I looked over and just said, “Well, I guess that’s a moot point.”
“Yep” was his response, and we went on about smoking our cigars.

 Angel on a Bus

On this particular trip I was gone for three days. I jumped on a boat, a Carnival® ship, and I went to the Bahamas. I left on a Friday and would return that following Monday. I’ll never forget we had returned to Port Miami, gotten off the boat, and now I found myself sitting in the bus waiting to be driven to the airport. I was sitting by myself only for a few minutes when this rather large woman of color moved into the seat next to me. I found myself thinking I wished they had made these seats bigger. Ignoring her, I used my cell phone to call home to check on Joshua. I had my cell phone leaning against the window so I could get better reception because the signal wasn’t very strong. I called my wife and we were talking about all his blood work so while you could only hear my half of the conversation, it was obvious what we were talking about.

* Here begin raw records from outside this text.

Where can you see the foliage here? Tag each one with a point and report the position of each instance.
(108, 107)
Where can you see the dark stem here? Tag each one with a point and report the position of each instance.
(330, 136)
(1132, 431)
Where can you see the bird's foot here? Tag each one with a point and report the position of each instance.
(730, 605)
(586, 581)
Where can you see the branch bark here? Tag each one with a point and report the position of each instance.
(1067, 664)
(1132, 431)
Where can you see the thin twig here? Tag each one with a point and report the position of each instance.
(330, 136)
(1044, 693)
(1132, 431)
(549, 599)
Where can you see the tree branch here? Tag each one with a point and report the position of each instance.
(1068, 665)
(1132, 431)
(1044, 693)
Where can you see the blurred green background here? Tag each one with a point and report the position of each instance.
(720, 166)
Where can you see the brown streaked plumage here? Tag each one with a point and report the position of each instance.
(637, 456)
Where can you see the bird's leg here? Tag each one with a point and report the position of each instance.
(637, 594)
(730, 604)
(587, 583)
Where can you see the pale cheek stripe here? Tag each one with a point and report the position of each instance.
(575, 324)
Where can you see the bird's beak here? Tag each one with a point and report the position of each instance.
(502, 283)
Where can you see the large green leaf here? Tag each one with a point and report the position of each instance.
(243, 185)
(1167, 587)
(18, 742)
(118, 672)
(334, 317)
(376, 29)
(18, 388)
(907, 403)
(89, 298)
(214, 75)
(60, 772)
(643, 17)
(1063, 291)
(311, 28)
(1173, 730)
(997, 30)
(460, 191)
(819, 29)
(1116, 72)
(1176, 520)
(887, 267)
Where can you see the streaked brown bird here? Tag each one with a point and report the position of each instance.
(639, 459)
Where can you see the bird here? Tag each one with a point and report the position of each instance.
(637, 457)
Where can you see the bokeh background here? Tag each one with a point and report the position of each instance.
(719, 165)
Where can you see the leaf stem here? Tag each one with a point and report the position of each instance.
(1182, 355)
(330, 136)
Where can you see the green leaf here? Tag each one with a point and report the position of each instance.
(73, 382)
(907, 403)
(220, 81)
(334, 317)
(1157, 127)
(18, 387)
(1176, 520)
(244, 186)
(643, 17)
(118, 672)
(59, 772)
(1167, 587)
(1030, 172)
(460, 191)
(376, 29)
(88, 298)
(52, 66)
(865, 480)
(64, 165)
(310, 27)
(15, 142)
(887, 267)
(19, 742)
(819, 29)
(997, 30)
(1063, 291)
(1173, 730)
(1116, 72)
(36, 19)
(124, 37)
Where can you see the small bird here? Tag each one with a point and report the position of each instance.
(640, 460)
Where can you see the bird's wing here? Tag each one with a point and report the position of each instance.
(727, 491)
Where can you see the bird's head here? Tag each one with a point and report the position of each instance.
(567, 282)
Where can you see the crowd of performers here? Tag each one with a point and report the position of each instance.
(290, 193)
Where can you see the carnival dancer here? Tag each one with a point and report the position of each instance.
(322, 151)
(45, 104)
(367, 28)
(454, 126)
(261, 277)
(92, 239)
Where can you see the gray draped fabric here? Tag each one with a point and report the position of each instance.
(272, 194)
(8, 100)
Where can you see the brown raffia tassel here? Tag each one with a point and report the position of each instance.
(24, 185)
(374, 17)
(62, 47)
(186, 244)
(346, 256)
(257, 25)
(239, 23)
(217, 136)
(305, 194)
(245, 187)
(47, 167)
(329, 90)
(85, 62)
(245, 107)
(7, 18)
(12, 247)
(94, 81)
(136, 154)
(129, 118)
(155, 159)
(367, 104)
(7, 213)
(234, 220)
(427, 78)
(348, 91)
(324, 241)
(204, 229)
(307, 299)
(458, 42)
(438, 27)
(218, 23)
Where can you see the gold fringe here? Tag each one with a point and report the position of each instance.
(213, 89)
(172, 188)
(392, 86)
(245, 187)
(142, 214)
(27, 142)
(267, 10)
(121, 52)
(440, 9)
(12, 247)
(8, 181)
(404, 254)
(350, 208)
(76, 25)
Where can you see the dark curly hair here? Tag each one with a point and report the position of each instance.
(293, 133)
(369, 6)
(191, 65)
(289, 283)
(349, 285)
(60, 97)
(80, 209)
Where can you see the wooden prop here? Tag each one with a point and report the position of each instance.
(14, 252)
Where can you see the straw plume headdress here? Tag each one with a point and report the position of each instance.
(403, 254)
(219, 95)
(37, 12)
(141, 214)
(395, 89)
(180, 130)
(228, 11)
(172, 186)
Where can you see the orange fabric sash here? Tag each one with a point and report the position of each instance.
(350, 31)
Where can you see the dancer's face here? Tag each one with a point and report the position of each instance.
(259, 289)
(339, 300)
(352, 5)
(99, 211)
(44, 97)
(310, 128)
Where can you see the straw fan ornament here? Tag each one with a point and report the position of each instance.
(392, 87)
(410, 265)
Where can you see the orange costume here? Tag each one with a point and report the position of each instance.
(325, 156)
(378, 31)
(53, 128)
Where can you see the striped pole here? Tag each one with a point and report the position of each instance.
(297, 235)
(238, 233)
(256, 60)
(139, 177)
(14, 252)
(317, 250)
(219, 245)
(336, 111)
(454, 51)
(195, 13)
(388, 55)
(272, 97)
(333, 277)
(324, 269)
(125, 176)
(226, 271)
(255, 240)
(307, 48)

 The conversation concerned itself with numbers and positive and negative and abnormal cells and such. So even to someone who didn’t know anything about medicine, it was probably pretty obvious that we were talking about medical stuff. As with most conversations involving Joshua, I was emotional. You try to say to yourself that an emotional response here in a bus full of strangers is awkward at best, even though it didn’t really bother me as much as you might think. I’m pretty secure in who I am and where I am in life. I hung up the phone with eyes glazed over and feeling that I just wanted to melt into the chair, out of sight of all these strangers. At that moment the woman reached over and put her hand on my leg. She then looked me in the eye and said with a deep southern accent, “I wasn’t eavesdropping and I don’t mean to pry, but I take it that you have a child that’s sick?”

In a soft emotional voice I said, “Yes, that’s true.”

Without a hesitation she took her hand and put it over top of mine and said, “Just so you know, I said a little prayer for your child.” The sincerity and love in her words truly moved me. She then said, “Now I’m going to say a little prayer for you.” With that she turned away from me, closed her eyes, and with the gentleness of a butterfly moved her lips as she reached out to God for a stranger on a bus. I’ll never forget that woman. I don’t know her name; I only know that she was from South Carolina, but I will remember her reaching out to a total stranger and giving him comfort. I hope some day she reads this and knows in her heart that I’m talking about her. Some people believe that God places angels on earth disguised as people. If that’s true, this stranger from South Carolina was surely one of God’s special angels.